As it turned out, this house didn’t merely have a cross on it. It had Christians living in it. They publicly identified themselves as Christians and seeking Christians for membership. What and how could this be? Fraternities are social beer orgies. Not so with this one.
After talking with a number of the guys, I realized I liked this place a lot. This had a lot of guys that I wanted to know more, that were interested in living and growing as I was, that liked to do a lot of the same things I did. I decided I wanted in, and so I returned over the next few days.
It also happened during this time that the brotherhood took an interest in me. A cool and cautious interest. Apparently my interviews were not all up to snuff. For example, I argued against predestination. I argued for the freedom of man. I did not deny the omnipotence or omnipresence of God, but I would not name it as predestination – namely because I identified predestination as an active and forceful predetermination on God’s part.

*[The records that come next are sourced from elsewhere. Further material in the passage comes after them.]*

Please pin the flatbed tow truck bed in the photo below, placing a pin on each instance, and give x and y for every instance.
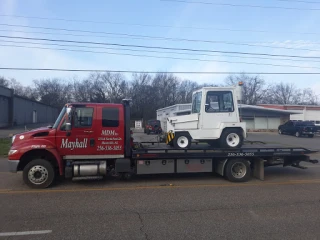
(155, 158)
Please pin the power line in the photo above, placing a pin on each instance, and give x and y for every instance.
(161, 57)
(298, 1)
(242, 5)
(162, 52)
(173, 72)
(159, 47)
(136, 36)
(150, 25)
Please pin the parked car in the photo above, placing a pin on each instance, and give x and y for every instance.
(298, 128)
(153, 126)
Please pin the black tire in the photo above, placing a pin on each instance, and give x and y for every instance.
(238, 170)
(214, 143)
(42, 167)
(182, 140)
(227, 135)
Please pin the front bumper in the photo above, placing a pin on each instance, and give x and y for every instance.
(13, 165)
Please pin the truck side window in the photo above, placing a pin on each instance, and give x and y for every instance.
(219, 102)
(110, 117)
(83, 117)
(196, 103)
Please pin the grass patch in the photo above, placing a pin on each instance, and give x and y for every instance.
(4, 146)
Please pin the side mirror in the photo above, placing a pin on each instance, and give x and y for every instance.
(68, 126)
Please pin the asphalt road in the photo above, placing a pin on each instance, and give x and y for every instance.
(202, 206)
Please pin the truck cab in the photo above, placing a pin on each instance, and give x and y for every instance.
(214, 119)
(85, 141)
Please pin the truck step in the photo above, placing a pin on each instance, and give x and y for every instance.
(87, 178)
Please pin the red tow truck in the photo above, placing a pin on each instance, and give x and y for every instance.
(94, 140)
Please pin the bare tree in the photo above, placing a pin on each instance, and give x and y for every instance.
(283, 93)
(185, 90)
(307, 97)
(165, 88)
(254, 88)
(116, 87)
(82, 90)
(55, 92)
(142, 95)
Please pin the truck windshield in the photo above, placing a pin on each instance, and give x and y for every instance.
(61, 115)
(196, 102)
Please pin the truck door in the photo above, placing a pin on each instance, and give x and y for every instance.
(219, 108)
(80, 143)
(110, 131)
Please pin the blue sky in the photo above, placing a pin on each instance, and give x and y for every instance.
(283, 28)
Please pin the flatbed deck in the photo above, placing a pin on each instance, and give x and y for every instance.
(161, 151)
(154, 158)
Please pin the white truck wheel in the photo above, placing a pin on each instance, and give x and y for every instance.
(238, 170)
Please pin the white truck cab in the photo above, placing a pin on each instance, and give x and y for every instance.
(214, 119)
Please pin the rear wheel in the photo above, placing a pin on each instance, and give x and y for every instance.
(214, 143)
(238, 170)
(39, 173)
(231, 138)
(181, 141)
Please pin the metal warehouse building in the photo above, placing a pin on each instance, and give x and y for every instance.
(257, 118)
(307, 112)
(16, 110)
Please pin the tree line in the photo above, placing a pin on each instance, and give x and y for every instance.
(150, 92)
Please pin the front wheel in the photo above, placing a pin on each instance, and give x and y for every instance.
(231, 138)
(39, 173)
(238, 170)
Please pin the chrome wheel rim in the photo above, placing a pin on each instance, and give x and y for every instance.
(233, 139)
(183, 142)
(38, 174)
(238, 170)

I never really learned what was and was not said about me. If I had, I probably shouldn’t say anyways. What happened during this time though was that it became apparent that there were some Calvinists/Reformed in the crowd, and they wanted to hear it said their way. So, I’m a smart guy, I know this is the right place for me, and I know what they want me to say. So I said it. And then, after talking with a guy in private – in a bathroom stall – I got saved. Again. Sitting next to a toilet. …I wish I could remember how we ended up in there…
I was pretty miffed at this whole “saving” business, but, again, I was pleased by people’s desire to faithfully and truthfully serve me. I got over it. Besides, there’s nothing wrong about professing your belief a thousand times over if it will be of some benefit to someone – and I don’t mean me.

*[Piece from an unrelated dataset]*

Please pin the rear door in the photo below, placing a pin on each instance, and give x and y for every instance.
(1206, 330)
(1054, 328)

But still, pretty awful, huh? Probably the best lie I ever told though! And to tell you the truth, I’m not really so sure it was a lie. It was just confusion on both parties parts. Probably mostly mine. I’d like to hear what I said that got everyone so concerned – but no one has ever been able to tell me what it was. …who knows… But after that, with a few minor personality bumps along the way, I was brought into the brotherhood.
My time in the fraternity has all been of tremendous benefit to me. I really blossomed in my faith and as a man during this time. I became very close with a number of great and Godly men, and I spent a lot of time in prayer, study, and discernment with them. In a lot of ways, it was the spiritual environment that my church and family should have provided me – the kind of thing I had with Scott back in the day. It was not hyped. It was not one gimmick and flashy thing after another. It was raw, personal, challenging, encouraging… it was a communal life of faith. It was Christianity for the glory of Jesus and for our sake.
This chapter of this fraternity has in many ways has helped and shaped me into the man I am today. I love Theta Xi.
“How I Lied My Way Into the Kingdom” by Anonymous Coward
Seriously, man….enjoying your story. Sorry for the reformed jerks out there; we do seem to have our share.
*Keeps reading to see just how many times Spencer will be ‘saved’*
Man, I totally would have never passed snuff.
You won’t be dissappointed Roger
Oh, the Reformed jerks weren’t all that bad. Um, not that I would know.